Cite as: https://hdl.handle.net/21.11116/0000-0009-3EAA-3
Abstract
Research into the human connectome (i.e., all connections in the human brain) with the use of resting state functional MRI has rapidly increased in popularity in recent years, especially with the growing availability of large-scale neuroimaging datasets. The goal of this review article is to describe innovations in functional connectome representations that have come about in the past 8 years, since the 2013 NeuroImage special issue on ‘Mapping the Connectome’. In the period, research has shifted from group-level brain parcellations towards the characterization of the individualized connectome and of relationships between individual connectomic differences and behavioral/clinical variation. Achieving subject-specific accuracy in parcel boundaries while retaining cross-subject correspondence is challenging, and a variety of different approaches are being developed to meet this challenge, including improved alignment, improved noise reduction, and robust group-to-subject mapping approaches.
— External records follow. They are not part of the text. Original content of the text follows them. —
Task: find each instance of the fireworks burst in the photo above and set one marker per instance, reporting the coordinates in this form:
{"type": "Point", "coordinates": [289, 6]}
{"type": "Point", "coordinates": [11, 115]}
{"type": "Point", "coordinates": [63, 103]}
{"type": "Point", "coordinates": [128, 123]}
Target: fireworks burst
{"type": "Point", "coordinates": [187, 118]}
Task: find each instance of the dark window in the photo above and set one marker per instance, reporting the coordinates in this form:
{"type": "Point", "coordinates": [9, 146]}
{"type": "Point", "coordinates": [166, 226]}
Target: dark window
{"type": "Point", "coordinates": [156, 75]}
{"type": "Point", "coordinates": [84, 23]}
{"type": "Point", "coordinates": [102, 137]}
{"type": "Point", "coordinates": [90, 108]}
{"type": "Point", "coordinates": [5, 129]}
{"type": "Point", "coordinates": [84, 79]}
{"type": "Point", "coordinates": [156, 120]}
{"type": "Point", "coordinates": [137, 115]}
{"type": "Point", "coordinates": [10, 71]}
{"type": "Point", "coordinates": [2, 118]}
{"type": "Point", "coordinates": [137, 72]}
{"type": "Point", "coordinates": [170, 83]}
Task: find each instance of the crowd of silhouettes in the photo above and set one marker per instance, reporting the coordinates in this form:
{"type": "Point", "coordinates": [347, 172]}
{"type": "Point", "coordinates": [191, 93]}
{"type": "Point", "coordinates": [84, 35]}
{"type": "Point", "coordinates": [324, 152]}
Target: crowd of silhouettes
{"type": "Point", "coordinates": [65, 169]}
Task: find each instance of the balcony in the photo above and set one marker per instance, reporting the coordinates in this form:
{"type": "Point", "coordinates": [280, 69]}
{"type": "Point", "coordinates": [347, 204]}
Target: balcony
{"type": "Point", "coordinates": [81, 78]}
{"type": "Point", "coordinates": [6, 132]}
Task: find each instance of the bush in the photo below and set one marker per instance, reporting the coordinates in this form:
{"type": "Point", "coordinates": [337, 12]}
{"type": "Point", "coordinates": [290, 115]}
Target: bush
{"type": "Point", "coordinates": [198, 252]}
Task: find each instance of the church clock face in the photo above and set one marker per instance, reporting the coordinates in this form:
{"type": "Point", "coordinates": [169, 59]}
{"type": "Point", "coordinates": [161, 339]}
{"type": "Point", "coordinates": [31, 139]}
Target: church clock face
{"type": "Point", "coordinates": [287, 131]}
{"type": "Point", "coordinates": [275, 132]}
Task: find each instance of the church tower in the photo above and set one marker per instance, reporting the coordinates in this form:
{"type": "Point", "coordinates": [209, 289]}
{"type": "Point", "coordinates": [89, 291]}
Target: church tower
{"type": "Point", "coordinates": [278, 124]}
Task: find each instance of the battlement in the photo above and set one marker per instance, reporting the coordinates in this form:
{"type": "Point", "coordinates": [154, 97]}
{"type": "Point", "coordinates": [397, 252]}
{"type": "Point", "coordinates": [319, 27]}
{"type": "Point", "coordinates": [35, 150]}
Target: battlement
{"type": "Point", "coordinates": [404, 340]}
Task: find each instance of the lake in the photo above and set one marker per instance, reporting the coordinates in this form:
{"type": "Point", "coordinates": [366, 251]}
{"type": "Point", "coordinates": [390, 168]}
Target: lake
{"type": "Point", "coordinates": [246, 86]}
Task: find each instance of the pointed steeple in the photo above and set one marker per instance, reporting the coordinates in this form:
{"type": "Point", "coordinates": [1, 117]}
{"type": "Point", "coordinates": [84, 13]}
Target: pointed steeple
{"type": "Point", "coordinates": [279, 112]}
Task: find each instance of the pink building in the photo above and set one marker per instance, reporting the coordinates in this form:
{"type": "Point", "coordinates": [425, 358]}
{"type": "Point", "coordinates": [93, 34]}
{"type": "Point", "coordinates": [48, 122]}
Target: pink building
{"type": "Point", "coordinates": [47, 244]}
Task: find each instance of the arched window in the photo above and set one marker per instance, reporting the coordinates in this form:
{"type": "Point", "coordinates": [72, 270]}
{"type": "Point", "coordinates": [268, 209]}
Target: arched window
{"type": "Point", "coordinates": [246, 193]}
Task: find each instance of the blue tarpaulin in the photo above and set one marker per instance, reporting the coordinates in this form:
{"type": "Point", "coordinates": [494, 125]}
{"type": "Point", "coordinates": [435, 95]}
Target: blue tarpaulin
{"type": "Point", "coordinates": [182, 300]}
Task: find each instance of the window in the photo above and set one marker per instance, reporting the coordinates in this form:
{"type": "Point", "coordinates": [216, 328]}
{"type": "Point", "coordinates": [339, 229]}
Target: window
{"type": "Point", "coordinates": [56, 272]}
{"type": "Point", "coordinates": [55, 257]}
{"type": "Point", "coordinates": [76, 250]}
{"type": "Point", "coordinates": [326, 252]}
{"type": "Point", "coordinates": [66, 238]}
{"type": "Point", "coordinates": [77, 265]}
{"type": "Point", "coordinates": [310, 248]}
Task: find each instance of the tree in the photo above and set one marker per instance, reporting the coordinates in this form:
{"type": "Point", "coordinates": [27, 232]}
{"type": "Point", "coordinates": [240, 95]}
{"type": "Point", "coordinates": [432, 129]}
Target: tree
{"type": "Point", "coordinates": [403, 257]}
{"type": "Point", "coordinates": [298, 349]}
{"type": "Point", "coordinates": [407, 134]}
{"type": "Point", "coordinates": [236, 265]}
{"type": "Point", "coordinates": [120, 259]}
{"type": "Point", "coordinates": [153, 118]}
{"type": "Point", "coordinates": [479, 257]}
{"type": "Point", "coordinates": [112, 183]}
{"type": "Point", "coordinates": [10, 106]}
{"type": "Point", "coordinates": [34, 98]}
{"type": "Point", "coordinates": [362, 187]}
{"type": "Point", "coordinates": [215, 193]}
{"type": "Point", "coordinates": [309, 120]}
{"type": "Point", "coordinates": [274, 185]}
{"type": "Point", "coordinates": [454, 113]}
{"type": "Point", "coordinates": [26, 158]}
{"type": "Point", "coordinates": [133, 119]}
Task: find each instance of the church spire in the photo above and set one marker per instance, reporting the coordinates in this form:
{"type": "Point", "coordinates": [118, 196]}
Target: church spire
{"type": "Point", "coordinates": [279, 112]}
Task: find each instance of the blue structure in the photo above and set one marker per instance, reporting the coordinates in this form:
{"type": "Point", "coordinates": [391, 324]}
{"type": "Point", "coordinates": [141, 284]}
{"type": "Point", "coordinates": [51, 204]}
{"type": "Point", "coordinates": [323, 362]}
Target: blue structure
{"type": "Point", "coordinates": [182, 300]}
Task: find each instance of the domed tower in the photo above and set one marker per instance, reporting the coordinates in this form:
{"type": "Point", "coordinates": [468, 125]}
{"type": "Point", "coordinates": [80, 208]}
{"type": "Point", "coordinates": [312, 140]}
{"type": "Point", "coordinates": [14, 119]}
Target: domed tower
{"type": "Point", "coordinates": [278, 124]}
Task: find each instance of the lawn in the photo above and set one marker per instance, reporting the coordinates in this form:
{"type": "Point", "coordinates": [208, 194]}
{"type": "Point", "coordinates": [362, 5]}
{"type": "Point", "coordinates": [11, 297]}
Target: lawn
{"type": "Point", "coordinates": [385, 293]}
Beyond the interest in the individualized connectome, new representations of the data are being studied to complement the traditional parcellated connectome representation (i.e., pairwise connections between distinct brain regions), such as methods that capture overlapping and smoothly varying patterns of connectivity (‘gradients’). These different connectome representations offer complimentary insights into the inherent functional organization of the brain, but challenges for functional connectome research remain. Interpretability will be improved by future research towards gaining insights into the neural mechanisms underlying connectome observations obtained from functional MRI. Validation studies comparing different connectome representations are also needed to build consensus and confidence to proceed with clinical trials that may produce meaningful clinical translation of connectome insights.